Para a advogada Claudineia Jonhsson, sócia fundadora da Araújo e Jonhsson Advogados Associados, alguns juízes, no entanto, passaram a ser mais criteriosos na sua concessão e requisitar mais documentos comprobatórios:
“Apesar da decisão do STJ não ser vinculante, depois dela alguns magistrados procuram no relatório do médico do paciente a justificativa para a indicação, se tem uma doença cujo arsenal terapêutico do rol já foi utilizado ou não tem indicação em razão de alguma peculiaridade”.
Os especialistas apontam como um efeito da decisão do STJ um arrefecimento da postura das operadoras.
“Se apenas uma minoria obtinha a concessão de procedimentos fora do rol de forma administrativa, esse número se reduziu drasticamente”, diz Marina Paulelli, advogada especializada em Saúde do Instituto Brasileiro de Defesa do Consumidor (Idec).
Na expectativa da nova lei
A advogada pondera ainda que os critérios firmados pelo STJ para excepcionalidade, como comprovação de que não há procedimento similar no rol e esgotamento de alternativas também dificultam o ingresso do consumidor na Justiça.
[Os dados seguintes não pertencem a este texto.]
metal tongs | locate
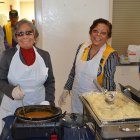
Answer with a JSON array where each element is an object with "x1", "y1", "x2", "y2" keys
[{"x1": 93, "y1": 80, "x2": 115, "y2": 104}]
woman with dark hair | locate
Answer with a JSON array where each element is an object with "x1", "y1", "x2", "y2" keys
[
  {"x1": 0, "y1": 19, "x2": 55, "y2": 133},
  {"x1": 59, "y1": 18, "x2": 118, "y2": 113}
]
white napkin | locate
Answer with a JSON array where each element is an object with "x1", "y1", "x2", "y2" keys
[{"x1": 40, "y1": 101, "x2": 50, "y2": 105}]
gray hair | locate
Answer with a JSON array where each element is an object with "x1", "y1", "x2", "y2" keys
[{"x1": 13, "y1": 19, "x2": 39, "y2": 41}]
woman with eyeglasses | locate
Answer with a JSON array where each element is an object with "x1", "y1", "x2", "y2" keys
[
  {"x1": 58, "y1": 18, "x2": 119, "y2": 113},
  {"x1": 0, "y1": 19, "x2": 55, "y2": 134}
]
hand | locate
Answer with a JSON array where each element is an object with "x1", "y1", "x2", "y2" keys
[
  {"x1": 12, "y1": 86, "x2": 25, "y2": 100},
  {"x1": 58, "y1": 89, "x2": 70, "y2": 107}
]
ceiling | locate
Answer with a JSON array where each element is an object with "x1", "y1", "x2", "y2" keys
[
  {"x1": 19, "y1": 0, "x2": 34, "y2": 2},
  {"x1": 0, "y1": 0, "x2": 34, "y2": 3}
]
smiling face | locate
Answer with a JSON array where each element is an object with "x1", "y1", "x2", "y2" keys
[
  {"x1": 16, "y1": 23, "x2": 35, "y2": 49},
  {"x1": 90, "y1": 23, "x2": 109, "y2": 48}
]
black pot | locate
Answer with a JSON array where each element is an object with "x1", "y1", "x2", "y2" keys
[{"x1": 14, "y1": 105, "x2": 62, "y2": 122}]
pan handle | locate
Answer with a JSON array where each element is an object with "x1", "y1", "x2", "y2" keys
[{"x1": 119, "y1": 125, "x2": 140, "y2": 132}]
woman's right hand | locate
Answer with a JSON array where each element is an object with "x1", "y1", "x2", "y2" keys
[
  {"x1": 12, "y1": 86, "x2": 25, "y2": 100},
  {"x1": 58, "y1": 89, "x2": 70, "y2": 107}
]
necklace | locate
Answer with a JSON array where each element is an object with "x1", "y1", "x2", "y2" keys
[{"x1": 89, "y1": 45, "x2": 100, "y2": 60}]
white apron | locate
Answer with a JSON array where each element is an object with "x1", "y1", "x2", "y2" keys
[
  {"x1": 71, "y1": 42, "x2": 106, "y2": 113},
  {"x1": 0, "y1": 45, "x2": 48, "y2": 134}
]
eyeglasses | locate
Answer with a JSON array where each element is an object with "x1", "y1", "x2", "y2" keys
[
  {"x1": 92, "y1": 29, "x2": 107, "y2": 37},
  {"x1": 15, "y1": 31, "x2": 33, "y2": 37}
]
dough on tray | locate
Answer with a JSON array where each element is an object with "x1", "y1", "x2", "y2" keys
[{"x1": 82, "y1": 92, "x2": 140, "y2": 121}]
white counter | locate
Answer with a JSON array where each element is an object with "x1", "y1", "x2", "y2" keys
[{"x1": 114, "y1": 64, "x2": 140, "y2": 91}]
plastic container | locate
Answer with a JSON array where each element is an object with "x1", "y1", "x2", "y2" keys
[{"x1": 61, "y1": 113, "x2": 95, "y2": 140}]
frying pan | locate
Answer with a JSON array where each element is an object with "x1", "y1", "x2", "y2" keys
[{"x1": 14, "y1": 105, "x2": 62, "y2": 121}]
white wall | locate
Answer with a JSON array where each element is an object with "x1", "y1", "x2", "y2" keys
[
  {"x1": 35, "y1": 0, "x2": 110, "y2": 112},
  {"x1": 115, "y1": 66, "x2": 140, "y2": 91},
  {"x1": 20, "y1": 1, "x2": 34, "y2": 21},
  {"x1": 0, "y1": 0, "x2": 20, "y2": 25},
  {"x1": 0, "y1": 0, "x2": 34, "y2": 25}
]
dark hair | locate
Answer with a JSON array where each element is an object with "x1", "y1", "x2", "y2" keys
[
  {"x1": 9, "y1": 10, "x2": 18, "y2": 17},
  {"x1": 13, "y1": 19, "x2": 39, "y2": 41},
  {"x1": 89, "y1": 18, "x2": 112, "y2": 38}
]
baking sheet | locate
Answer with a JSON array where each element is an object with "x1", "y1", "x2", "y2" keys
[{"x1": 81, "y1": 92, "x2": 140, "y2": 122}]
Robba destaca que os magistrados, baseando-se no Código de Defesa do Consumidor (CDC), têm imputado às operadoras o ônus da comprovação de que há alternativa no rol ao procedimento requisitado em juízo:
“Se o consumidor tivesse que fazer essa comprovação dificultaria muito a sua defesa”.
Se o Congresso aprovar que o projeto que pretende tornar o rol exemplificativo, a expectativa, diz Marina, é que o consumidor não precise mais ir ao Judiciário pedir a cobertura de procedimentos fora da lista:
“Se cumprir os critérios que a lei estabelece, isso deveria ser resolvido administrativamente. O objetivo da lei é superar as restrições de cobertura apresentadas pelo STJ”.
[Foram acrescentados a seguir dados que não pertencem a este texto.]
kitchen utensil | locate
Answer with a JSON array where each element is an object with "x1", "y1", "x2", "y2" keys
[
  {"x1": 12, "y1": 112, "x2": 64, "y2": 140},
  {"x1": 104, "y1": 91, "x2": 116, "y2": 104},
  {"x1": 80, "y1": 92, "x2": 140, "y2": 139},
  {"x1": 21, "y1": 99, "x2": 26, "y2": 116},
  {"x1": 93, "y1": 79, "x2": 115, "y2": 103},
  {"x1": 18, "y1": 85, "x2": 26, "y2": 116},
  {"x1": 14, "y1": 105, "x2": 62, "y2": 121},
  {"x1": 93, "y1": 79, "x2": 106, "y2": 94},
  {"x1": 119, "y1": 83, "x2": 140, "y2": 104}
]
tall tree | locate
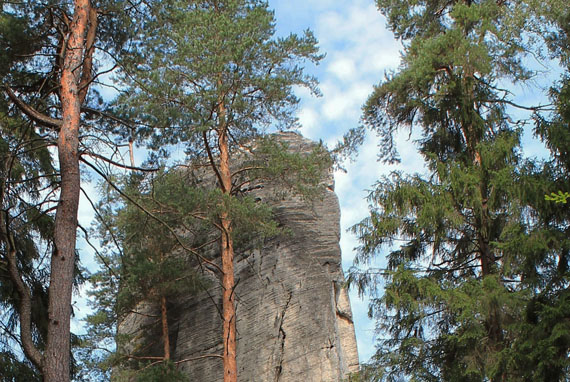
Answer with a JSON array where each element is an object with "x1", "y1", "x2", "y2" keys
[
  {"x1": 1, "y1": 1, "x2": 93, "y2": 379},
  {"x1": 1, "y1": 1, "x2": 135, "y2": 380},
  {"x1": 44, "y1": 2, "x2": 91, "y2": 380},
  {"x1": 116, "y1": 1, "x2": 323, "y2": 380},
  {"x1": 346, "y1": 0, "x2": 568, "y2": 381}
]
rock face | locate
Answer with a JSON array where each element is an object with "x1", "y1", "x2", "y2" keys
[{"x1": 118, "y1": 133, "x2": 359, "y2": 381}]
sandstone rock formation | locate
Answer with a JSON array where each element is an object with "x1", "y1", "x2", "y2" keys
[{"x1": 118, "y1": 132, "x2": 359, "y2": 381}]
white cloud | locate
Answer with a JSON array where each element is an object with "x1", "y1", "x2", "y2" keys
[
  {"x1": 319, "y1": 81, "x2": 373, "y2": 124},
  {"x1": 316, "y1": 2, "x2": 401, "y2": 79},
  {"x1": 327, "y1": 57, "x2": 357, "y2": 82},
  {"x1": 298, "y1": 106, "x2": 320, "y2": 139}
]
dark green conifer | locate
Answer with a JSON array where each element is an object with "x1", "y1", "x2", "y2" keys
[{"x1": 346, "y1": 1, "x2": 569, "y2": 381}]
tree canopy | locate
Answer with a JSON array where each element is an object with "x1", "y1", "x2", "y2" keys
[
  {"x1": 347, "y1": 1, "x2": 570, "y2": 381},
  {"x1": 85, "y1": 0, "x2": 326, "y2": 380}
]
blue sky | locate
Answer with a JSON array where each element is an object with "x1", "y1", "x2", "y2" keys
[{"x1": 72, "y1": 0, "x2": 558, "y2": 366}]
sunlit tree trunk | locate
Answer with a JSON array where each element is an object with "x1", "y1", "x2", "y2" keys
[
  {"x1": 44, "y1": 1, "x2": 90, "y2": 380},
  {"x1": 218, "y1": 113, "x2": 238, "y2": 382}
]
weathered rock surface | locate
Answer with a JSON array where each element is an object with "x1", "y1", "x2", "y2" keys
[{"x1": 118, "y1": 132, "x2": 359, "y2": 381}]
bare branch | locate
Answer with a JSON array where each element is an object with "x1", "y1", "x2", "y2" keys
[
  {"x1": 82, "y1": 151, "x2": 158, "y2": 172},
  {"x1": 78, "y1": 7, "x2": 98, "y2": 103},
  {"x1": 203, "y1": 131, "x2": 225, "y2": 192}
]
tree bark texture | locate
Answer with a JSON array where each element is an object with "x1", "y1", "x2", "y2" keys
[
  {"x1": 44, "y1": 1, "x2": 90, "y2": 381},
  {"x1": 218, "y1": 124, "x2": 238, "y2": 382}
]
Na visão de Casarotti, da Abramge, no entanto, o projeto no Senado traz risco não só para as contas das operadoras, mas à segurança do próprio consumidor.
“O projeto estabelece dois critérios: comprovação científica de eficácia e/ou que tenha sido aprovado por algum órgão de renome internacional. Mas os critérios não são cumulativos. Isso quer dizer que podemos ter que cobrir um procedimento que não tenha sido aprovado em nenhuma parte do mundo e que acabará ficando para o juiz decidir sobre a comprovação de eficácia”.
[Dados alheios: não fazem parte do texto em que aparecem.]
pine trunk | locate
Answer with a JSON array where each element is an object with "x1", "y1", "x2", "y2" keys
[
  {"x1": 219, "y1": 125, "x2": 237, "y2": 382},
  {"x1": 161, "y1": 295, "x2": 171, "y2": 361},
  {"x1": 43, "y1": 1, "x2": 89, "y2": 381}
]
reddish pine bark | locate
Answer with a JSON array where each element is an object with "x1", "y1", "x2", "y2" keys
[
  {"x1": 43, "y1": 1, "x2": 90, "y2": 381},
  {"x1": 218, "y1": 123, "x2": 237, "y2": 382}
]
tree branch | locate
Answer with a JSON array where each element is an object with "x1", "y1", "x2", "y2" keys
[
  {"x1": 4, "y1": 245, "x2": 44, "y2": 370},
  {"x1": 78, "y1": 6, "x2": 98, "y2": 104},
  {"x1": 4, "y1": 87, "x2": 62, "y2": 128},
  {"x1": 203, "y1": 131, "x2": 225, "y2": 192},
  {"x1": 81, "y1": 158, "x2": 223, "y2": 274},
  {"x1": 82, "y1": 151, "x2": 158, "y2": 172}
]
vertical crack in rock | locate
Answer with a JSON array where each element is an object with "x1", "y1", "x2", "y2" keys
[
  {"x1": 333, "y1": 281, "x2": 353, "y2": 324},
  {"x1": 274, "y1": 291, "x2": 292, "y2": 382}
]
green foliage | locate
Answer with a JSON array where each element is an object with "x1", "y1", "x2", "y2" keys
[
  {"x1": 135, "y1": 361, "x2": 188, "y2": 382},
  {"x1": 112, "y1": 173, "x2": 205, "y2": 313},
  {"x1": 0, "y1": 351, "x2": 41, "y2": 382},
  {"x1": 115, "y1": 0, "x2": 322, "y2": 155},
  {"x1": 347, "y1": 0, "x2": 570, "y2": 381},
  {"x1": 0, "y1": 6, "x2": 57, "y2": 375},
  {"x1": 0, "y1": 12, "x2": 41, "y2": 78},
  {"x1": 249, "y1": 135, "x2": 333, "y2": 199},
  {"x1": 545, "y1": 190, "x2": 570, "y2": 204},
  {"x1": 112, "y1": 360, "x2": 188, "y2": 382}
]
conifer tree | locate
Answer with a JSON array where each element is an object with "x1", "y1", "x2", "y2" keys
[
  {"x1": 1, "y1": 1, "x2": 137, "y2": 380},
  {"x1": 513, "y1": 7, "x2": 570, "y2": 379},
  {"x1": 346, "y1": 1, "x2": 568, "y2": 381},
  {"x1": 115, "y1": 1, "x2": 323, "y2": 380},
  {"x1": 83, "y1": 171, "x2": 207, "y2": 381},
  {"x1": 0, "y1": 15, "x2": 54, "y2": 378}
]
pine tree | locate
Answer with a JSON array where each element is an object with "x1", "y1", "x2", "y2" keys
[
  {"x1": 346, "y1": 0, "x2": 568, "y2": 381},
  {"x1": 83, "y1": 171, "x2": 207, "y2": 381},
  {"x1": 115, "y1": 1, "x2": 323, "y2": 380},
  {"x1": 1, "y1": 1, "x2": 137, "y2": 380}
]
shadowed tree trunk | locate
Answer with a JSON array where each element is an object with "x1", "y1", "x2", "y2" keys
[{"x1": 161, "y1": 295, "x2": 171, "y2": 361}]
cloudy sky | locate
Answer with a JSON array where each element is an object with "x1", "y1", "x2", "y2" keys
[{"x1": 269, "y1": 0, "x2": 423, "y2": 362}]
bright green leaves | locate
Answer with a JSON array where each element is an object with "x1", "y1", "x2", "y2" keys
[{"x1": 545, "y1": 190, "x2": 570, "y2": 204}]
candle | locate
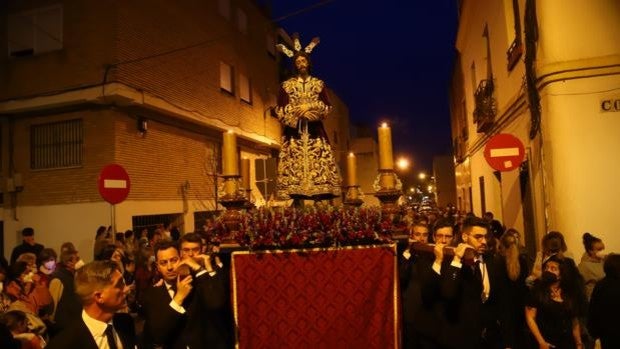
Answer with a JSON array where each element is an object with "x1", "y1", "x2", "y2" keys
[
  {"x1": 222, "y1": 130, "x2": 239, "y2": 176},
  {"x1": 241, "y1": 158, "x2": 251, "y2": 189},
  {"x1": 347, "y1": 152, "x2": 357, "y2": 186},
  {"x1": 378, "y1": 123, "x2": 393, "y2": 170}
]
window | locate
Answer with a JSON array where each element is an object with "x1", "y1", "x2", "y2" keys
[
  {"x1": 8, "y1": 5, "x2": 63, "y2": 57},
  {"x1": 239, "y1": 72, "x2": 252, "y2": 104},
  {"x1": 218, "y1": 0, "x2": 230, "y2": 20},
  {"x1": 31, "y1": 119, "x2": 83, "y2": 170},
  {"x1": 237, "y1": 8, "x2": 247, "y2": 34},
  {"x1": 482, "y1": 23, "x2": 493, "y2": 79},
  {"x1": 504, "y1": 0, "x2": 523, "y2": 70},
  {"x1": 219, "y1": 61, "x2": 234, "y2": 94}
]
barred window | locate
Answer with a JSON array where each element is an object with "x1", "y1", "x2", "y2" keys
[{"x1": 30, "y1": 119, "x2": 83, "y2": 169}]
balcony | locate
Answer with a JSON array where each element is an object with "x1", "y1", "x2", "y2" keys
[
  {"x1": 473, "y1": 79, "x2": 496, "y2": 133},
  {"x1": 506, "y1": 38, "x2": 523, "y2": 71}
]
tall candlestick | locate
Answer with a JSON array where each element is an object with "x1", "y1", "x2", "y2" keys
[
  {"x1": 241, "y1": 158, "x2": 251, "y2": 189},
  {"x1": 222, "y1": 130, "x2": 239, "y2": 176},
  {"x1": 378, "y1": 123, "x2": 393, "y2": 170},
  {"x1": 347, "y1": 152, "x2": 357, "y2": 186}
]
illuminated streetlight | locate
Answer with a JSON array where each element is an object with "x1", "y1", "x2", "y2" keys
[
  {"x1": 418, "y1": 172, "x2": 427, "y2": 180},
  {"x1": 396, "y1": 157, "x2": 410, "y2": 170}
]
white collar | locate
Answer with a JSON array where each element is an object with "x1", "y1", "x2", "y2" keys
[{"x1": 82, "y1": 309, "x2": 112, "y2": 338}]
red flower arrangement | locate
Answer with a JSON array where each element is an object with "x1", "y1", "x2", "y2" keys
[{"x1": 204, "y1": 206, "x2": 402, "y2": 250}]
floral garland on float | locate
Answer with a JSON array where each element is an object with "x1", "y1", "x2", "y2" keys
[{"x1": 203, "y1": 206, "x2": 405, "y2": 250}]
Alessando Acayba de Toledo, presidente da Associação Nacional das Administradoras de Benefícios (Anab), pondera que um debate sobre o rol que levou cinco anos no STJ pode ser decido no Congresso em menos de um mês:
“Há um viés populista na discussão, às vésperas da eleição. Uma medida que se comemora agora pode ter impacto ruim no futuro, pois as contas não vão fechar e isso vai ocasionar aumento de preço. Pesquisa recente da Anab mostrou que 47% dos brasileiros precisaram fazer ajustes no orçamento para manter o plano, mas há quem não tenha mais o que cortar”.